Wer wird das letzte Wort behalten?

 

In unserem Text scheinen die Aufständischen, die Gott nicht wollen, das Feld zu behaupten. Und Gott scheitert. Gott scheitert und der Mensch triumphiert über ihn, der Mensch, der sein eigener Herr sein will, der Gott weghaben will, der Mensch, der die Boten Gottes,  wenn sie stören und unbequem werden, weghaben will .

 

Der Mensch, der selbst Gott sein will,  scheint das letzte Wort zu behalten.

 

Wirklich?

 

Ich lese den letzten Satz des Predigttextes:

 

Was wird der Herr des Weinbergs tun? Er wird kommen und die Weingärtner umbringen und den Weinberg andern geben.

 

 

5

 

Wir wissen: Diese Ankündigung Jesu ist damals eingetroffen. Jerusalem ist zerstört worden, das Volk Israel während vieler Jahrhunderte in alle Winde zerstreut worden – und wir Christen – nun seßhafte Pächter, selbstherrliche Leute -  wir waren die schlimmsten den Juden gegenüber.

 

Was wird der Herr des Weinbergs nun uns tun?
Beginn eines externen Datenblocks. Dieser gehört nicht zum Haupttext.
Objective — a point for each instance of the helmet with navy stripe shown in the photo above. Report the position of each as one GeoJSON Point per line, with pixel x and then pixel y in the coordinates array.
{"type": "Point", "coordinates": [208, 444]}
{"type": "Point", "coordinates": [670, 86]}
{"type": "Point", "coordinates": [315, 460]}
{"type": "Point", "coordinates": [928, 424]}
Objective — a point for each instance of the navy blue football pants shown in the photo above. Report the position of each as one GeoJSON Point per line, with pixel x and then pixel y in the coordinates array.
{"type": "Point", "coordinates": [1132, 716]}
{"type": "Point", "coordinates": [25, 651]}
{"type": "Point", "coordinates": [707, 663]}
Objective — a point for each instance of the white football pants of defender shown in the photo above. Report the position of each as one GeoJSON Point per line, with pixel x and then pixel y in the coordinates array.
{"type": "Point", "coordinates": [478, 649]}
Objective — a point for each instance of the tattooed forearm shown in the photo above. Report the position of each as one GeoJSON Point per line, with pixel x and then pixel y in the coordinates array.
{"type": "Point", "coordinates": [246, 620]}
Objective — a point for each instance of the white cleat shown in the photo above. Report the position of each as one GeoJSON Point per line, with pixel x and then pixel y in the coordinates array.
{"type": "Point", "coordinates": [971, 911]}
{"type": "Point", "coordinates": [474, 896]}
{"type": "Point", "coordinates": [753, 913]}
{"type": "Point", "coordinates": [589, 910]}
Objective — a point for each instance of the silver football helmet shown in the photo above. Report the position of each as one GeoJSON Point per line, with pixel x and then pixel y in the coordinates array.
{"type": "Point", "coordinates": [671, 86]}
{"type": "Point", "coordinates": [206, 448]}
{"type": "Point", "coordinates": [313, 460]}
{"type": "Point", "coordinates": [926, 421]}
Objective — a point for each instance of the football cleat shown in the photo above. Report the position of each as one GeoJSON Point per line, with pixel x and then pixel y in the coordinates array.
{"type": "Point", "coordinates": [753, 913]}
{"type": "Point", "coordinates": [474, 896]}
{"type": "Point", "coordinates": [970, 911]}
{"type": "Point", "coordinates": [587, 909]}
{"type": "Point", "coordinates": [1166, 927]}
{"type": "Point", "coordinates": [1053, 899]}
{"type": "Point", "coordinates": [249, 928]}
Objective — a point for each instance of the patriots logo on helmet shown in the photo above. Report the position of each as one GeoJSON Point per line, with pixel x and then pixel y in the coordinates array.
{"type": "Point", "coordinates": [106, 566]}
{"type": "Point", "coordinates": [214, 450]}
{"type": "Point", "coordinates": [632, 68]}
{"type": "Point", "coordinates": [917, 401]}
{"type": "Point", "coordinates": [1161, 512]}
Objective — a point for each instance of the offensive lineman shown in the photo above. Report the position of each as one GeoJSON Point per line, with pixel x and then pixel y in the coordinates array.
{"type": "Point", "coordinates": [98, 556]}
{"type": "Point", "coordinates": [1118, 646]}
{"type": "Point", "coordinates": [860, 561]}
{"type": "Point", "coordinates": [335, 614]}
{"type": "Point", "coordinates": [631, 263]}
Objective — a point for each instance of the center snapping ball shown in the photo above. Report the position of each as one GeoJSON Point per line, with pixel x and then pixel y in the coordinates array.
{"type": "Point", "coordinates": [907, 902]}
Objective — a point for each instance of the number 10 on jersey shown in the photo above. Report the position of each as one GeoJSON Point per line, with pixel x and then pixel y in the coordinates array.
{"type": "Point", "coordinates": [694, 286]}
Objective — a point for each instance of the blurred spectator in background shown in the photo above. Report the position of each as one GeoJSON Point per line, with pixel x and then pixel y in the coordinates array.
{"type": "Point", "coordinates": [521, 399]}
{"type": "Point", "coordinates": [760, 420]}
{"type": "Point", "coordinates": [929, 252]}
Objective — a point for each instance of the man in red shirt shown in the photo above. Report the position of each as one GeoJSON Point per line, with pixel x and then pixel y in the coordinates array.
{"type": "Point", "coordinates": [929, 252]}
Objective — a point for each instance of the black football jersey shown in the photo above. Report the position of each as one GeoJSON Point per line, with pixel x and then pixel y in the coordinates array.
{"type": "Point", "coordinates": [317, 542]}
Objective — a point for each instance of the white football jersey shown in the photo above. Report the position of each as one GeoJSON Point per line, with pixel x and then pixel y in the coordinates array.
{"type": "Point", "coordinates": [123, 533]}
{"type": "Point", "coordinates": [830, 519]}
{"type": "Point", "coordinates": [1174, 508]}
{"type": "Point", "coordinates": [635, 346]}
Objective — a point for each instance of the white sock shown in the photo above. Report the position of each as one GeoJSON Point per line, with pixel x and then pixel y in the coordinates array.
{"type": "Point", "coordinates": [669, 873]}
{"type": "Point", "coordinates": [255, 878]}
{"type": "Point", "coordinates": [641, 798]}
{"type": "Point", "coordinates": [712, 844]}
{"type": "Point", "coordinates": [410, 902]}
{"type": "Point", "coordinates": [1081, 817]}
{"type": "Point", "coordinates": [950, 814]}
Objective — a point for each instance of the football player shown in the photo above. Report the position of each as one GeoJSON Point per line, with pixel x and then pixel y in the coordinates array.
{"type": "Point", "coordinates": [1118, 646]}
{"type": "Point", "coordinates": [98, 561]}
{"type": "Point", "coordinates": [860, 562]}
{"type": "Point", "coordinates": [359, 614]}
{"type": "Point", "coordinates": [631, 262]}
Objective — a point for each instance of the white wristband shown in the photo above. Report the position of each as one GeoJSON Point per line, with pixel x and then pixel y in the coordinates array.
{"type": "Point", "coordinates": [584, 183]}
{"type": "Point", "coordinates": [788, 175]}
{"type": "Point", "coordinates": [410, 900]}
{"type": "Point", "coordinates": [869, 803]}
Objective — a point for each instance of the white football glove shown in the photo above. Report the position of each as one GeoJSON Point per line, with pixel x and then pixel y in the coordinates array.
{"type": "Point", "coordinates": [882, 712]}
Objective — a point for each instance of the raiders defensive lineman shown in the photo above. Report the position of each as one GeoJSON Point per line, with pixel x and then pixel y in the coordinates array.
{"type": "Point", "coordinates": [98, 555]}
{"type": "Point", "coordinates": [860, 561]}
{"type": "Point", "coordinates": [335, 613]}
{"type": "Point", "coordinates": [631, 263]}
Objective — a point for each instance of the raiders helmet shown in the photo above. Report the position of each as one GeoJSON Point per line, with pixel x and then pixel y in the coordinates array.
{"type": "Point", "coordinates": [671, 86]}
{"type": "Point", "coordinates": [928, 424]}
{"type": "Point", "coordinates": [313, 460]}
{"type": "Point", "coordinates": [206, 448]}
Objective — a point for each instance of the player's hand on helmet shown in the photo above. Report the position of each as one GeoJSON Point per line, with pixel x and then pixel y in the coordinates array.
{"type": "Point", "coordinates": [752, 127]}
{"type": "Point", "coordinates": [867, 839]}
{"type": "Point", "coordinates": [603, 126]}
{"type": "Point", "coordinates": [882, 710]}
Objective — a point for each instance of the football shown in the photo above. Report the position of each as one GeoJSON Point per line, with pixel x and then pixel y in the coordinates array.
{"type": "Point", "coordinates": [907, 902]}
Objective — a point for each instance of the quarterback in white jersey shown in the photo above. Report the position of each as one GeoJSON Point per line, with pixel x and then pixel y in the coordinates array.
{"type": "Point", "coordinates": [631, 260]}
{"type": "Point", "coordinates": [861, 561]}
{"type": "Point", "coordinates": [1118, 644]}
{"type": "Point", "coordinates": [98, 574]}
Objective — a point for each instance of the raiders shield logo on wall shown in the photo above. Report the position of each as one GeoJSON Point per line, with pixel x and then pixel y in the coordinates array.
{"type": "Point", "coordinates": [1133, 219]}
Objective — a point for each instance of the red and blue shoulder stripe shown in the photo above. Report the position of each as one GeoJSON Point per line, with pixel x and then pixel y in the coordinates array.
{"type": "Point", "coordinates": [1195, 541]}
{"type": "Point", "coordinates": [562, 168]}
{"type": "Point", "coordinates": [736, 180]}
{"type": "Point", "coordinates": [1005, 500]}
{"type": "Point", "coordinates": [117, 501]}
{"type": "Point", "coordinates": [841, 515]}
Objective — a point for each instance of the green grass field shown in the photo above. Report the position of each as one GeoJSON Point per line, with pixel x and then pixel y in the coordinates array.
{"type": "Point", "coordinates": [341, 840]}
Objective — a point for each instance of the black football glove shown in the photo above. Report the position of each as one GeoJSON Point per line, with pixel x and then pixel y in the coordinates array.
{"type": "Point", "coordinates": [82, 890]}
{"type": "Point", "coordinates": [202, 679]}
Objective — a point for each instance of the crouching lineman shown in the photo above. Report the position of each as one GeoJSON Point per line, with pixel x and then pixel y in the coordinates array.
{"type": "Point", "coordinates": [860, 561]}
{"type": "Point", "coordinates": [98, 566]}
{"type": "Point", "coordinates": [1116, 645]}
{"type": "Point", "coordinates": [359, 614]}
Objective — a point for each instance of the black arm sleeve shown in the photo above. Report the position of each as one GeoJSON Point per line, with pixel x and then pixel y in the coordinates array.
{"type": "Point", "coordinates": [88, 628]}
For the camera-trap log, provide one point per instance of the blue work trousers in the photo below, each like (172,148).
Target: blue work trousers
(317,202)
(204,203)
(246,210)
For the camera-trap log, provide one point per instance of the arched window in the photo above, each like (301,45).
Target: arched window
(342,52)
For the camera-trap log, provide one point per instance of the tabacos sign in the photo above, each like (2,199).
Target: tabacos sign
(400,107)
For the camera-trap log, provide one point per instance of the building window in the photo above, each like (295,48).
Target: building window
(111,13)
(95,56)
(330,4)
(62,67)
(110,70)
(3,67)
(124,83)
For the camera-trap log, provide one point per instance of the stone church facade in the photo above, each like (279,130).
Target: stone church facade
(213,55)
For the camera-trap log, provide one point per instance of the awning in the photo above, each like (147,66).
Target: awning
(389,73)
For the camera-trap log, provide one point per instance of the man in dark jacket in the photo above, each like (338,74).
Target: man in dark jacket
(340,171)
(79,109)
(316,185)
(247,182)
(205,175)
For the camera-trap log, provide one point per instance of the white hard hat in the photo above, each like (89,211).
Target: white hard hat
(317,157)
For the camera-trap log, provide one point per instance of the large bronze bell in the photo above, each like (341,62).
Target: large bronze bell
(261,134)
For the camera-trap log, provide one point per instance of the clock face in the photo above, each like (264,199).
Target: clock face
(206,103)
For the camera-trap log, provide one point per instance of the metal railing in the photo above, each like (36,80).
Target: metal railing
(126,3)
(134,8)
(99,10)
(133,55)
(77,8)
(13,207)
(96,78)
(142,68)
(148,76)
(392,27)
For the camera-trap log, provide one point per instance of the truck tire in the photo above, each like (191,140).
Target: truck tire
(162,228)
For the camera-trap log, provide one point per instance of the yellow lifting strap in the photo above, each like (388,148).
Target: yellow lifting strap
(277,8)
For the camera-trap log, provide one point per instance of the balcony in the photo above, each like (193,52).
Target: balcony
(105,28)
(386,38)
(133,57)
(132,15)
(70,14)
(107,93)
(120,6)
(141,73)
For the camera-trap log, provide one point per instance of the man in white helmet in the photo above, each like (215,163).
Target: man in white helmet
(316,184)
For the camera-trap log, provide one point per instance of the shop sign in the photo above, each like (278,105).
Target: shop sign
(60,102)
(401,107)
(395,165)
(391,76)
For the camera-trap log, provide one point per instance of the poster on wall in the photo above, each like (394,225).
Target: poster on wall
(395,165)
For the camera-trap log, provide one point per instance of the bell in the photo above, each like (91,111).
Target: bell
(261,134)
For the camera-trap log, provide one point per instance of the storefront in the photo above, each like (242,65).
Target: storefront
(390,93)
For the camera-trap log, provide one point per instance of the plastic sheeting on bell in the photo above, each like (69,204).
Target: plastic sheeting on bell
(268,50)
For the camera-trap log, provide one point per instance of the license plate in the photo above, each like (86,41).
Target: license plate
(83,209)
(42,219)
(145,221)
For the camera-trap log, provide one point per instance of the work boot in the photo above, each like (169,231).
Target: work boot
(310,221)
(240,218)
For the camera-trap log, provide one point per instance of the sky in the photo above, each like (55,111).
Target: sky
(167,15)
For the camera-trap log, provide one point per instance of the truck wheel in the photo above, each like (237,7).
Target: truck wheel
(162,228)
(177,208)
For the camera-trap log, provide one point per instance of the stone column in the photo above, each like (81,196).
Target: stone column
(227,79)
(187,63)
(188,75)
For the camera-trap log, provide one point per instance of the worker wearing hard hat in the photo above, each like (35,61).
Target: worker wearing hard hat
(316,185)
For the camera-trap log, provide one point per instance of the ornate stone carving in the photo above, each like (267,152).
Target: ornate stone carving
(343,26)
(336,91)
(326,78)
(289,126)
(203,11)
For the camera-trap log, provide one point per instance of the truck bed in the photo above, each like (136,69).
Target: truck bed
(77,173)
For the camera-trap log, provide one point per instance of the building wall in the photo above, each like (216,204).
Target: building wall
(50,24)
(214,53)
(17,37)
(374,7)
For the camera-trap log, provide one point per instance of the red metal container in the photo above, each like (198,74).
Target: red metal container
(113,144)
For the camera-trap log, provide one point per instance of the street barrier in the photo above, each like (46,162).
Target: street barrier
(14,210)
Müssen auch wir, was hier steht, wörtlich  nehmen? Wird er uns umbringen -  uns, die zum NATO-Bündnis gehörenden Völker, das sog. „christliche Abendland“? Und den Weinberg anderen

geben? In China, Afrika, Lateinamerika? Das Reich Gottes wandert und sucht sich seine Einwohner. Ob das Christentum bei uns im  alten  Europa erlischt?

 

Darauf haben wir keine Antwort. Es wäre für uns auch heute nicht wichtig. Auf jeden von uns kommt’s an. Dies allein ist für Gott und für dich wichtig, ob du in dieser Passionszeit neu davon  betroffen wirst, wie  wir den, der im Namen Gottes zu uns kommt, ins Leiden bringen, nicht haben wollen, sondern ihn kreuzigen – und wie er, bis heute, dennoch noch nicht aufhört, zu uns zu reden, auch für dich persönlich zu bitten: Vater, vergib ihm, vergib ihr...Wenn dir dies neu und überwältigend aufgeht, daß Gott Dir durch Jesus statt Vergeltung Vergebung schenkt, statt sich von  dir abzuwenden dich segnet, sich dir mit Liebe, mit Treue, mit Erbarmen zuwendet, dir zusagt, daß er deine Gebete erhört...Wenn dir überwältigend aufgeht, wie gut Gott um Jesu willen zu dir ist...dann wäre Jesu Gleichnis bei dir zum Ziel gekommen.

 

Darum: Der Friede Gottes, der höher ist als alle Vernunft, bewahre dein Herz und all deine Sinne in Christus Jesus unserm Herrn. Amen.